Öykü Kitapları Masamda

Behçet Bey Neden Gülümsedi

Abdullah Harmancı, işin mutfağında bulunan akademisyen kimliği ile hem edebiyatın eğitim noktasında seçkin duyarlı eğitimcisi, hem yayınlanan hikâye, öykü kitaplarına gösterdiği duyarlılıklarla her daim yazılar yazan emek harcayan bir kalem işçisi, hem de öykü ve deneme türündeki eserleri ile zamana, yaşadığı döneme şahitlik noktasında edebiyatın kuşatıcığında ve naifliğinde satırlar dokuyan bir sanatçı.

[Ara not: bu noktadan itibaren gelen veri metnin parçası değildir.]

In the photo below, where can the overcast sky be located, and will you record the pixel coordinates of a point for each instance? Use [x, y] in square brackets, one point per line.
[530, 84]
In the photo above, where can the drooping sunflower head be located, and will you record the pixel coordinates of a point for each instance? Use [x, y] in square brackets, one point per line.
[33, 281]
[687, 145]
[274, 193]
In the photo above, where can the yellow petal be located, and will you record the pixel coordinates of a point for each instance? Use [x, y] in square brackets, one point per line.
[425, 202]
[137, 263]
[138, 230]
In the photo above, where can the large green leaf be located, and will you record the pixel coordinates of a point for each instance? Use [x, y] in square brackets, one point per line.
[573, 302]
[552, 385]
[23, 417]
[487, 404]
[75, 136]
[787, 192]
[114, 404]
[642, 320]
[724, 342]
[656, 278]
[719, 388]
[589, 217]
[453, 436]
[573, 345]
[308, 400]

Behcet Bey Neden Gülümsedi, yazarın İz Yayınları’ndan çıkan son öykü kitabı. Kitap da 25 uzunlu, kısalı öyküler bulunmakta. Yazarın yaşadığı coğrafyaya, bu coğrafyanın insanına, inanca, geleneğe, hayatın akışında uyumlu ve uyumsuz ilişkilere, aile içi duyarlılıklara, hallere dokunuşlar, hassasiyetlerle yazılmış öyküler karşılıyor okuru. Duru, akıcı, üslup sahibi bir yazarın kaleminden çıktığı anlaşılan öyküler artık ustalık noktasındaki kıvamı ile okuru yormadan ilerliyor. Anadolu’dan serin, sıcak, duru bir esinti gibi, yine Anadolu insanın saf, masum, gelenek ve dinle yoğrulmuş hayatlarından insani hallerini usta bir dille doğal halleri ile okura aktaran yazar, bir dua sıcaklığında aslında kendi insanının da duruşunu ele verir gibi.

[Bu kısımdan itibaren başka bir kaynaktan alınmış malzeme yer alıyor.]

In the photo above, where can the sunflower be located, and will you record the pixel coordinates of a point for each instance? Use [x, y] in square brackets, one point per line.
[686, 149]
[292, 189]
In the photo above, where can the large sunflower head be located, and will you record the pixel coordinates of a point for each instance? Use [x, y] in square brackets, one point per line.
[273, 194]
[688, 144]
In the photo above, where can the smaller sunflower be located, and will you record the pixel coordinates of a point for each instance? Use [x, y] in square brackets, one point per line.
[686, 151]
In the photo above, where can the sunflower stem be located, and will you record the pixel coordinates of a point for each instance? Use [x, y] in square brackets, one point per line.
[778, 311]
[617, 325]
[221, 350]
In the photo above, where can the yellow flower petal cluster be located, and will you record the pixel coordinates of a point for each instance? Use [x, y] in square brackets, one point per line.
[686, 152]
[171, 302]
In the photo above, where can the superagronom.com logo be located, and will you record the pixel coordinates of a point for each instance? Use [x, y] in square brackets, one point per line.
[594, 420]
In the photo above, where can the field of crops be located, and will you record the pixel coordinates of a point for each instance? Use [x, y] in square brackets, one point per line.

“Harmancı öyküsü bir dikkatin, inceliğin, naifliğin öyküsüdür. Acı bir dokunuştur ama merhametli bir konuşmadır. İnsana iyi gelen bir öyküdür Harmancı öyküsü. Yankılıdır, sarsıcıdır, müşfiktir, dermandır” diyor Abdullah Harmancı öyküsü için Akademisyen, yazar Köksal Alver. Yine Ahmet Sarı; “Harmancının öyküleri, size nazar değdiğini düşünen annenizin Felak ve Naslarından sonra yüzünüze üfürdüğü o huzur dolu soluğudur” diyerek usta yazarın serencamını anlatır gibi…

Coğrafyada Grili Savaş

Sevgi Korkusuz ’un, MGV Yayınlarından neşredilen ilk öykü kitabı; Coğrafyada Grili Savaş. Kitap da 16 öykü yer almakta. Yaşadığımız hayatta olağan, sıradan olarak gördüğümü, yaşadığımız hallerin nasıl aniden trajediye dönebileceğini, sade, akıcı bir dille aktarıyor yazar.

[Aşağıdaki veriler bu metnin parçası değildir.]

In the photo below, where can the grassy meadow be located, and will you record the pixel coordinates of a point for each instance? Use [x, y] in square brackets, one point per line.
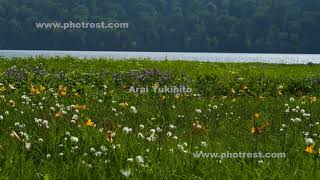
[66, 118]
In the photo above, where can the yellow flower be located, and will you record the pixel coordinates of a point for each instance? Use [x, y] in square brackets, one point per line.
[256, 130]
[309, 149]
[89, 122]
[197, 127]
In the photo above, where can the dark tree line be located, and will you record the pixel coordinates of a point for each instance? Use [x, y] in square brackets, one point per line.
[291, 26]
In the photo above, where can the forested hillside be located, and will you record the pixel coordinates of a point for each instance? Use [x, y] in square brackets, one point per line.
[165, 25]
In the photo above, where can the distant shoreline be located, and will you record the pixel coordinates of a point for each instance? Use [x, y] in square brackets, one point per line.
[159, 56]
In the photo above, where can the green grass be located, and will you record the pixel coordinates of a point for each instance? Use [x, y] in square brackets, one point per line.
[229, 96]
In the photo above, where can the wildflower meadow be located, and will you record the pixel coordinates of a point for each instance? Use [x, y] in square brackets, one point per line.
[68, 118]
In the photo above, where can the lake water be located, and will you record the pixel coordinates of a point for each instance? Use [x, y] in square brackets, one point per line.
[212, 57]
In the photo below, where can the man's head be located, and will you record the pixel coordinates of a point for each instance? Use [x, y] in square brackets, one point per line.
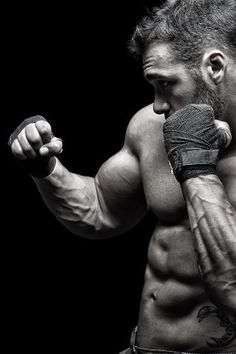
[190, 26]
[193, 43]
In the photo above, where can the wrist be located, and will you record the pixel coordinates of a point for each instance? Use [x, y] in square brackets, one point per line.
[40, 167]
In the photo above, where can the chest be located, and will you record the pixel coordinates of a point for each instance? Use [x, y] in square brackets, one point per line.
[163, 193]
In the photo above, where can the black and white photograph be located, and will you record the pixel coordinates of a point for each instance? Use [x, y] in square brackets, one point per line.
[118, 177]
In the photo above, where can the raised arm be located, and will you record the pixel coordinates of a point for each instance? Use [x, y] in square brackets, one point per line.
[109, 204]
[192, 142]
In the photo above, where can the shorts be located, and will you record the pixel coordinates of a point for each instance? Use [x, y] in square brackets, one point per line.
[134, 349]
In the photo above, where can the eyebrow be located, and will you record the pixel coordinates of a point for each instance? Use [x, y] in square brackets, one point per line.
[154, 76]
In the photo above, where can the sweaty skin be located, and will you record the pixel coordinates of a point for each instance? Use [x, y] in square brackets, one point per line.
[176, 312]
[188, 300]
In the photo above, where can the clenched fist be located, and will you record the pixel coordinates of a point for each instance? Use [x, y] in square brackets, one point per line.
[34, 145]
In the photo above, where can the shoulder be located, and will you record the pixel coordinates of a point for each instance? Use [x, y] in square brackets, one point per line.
[144, 126]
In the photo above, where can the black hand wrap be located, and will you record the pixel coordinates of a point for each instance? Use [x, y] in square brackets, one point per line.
[192, 141]
[41, 166]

Merhameti, samimiyeti, iyi niyet hallerini insanı değiştirip dönüştüren trajik hallere dönüştüren sarsıcı halleri öyküleştiren yazar sezgileri ve güçlü gözlemleri ile sağlam öykülerin ipuçlarını verir gibi.

Evet! Evet! Kayıp hikâyeler var bu sayfalarda. Kırmızı bodur tramvayın ardına sen de takılacaksın. Bronz tenli küçük bir kızın el izleri, şehidin kapanan perdesi, gölgeye sarılan yürekler, kışı baharla silecek umutlar var. Bıçak ağzı gibi keskin, şalın rengi gibi narin, ruhunda iz bırakacak ortak öyküler var. Hepsi beden değil burada senin de hikâyen var. Hadi sayfaları çevir ve soluklan. Sahi kırmızı bodur tramvaya bindin mi hiç?” diyerek öykü okurunu kitaba çağırıyor yazar.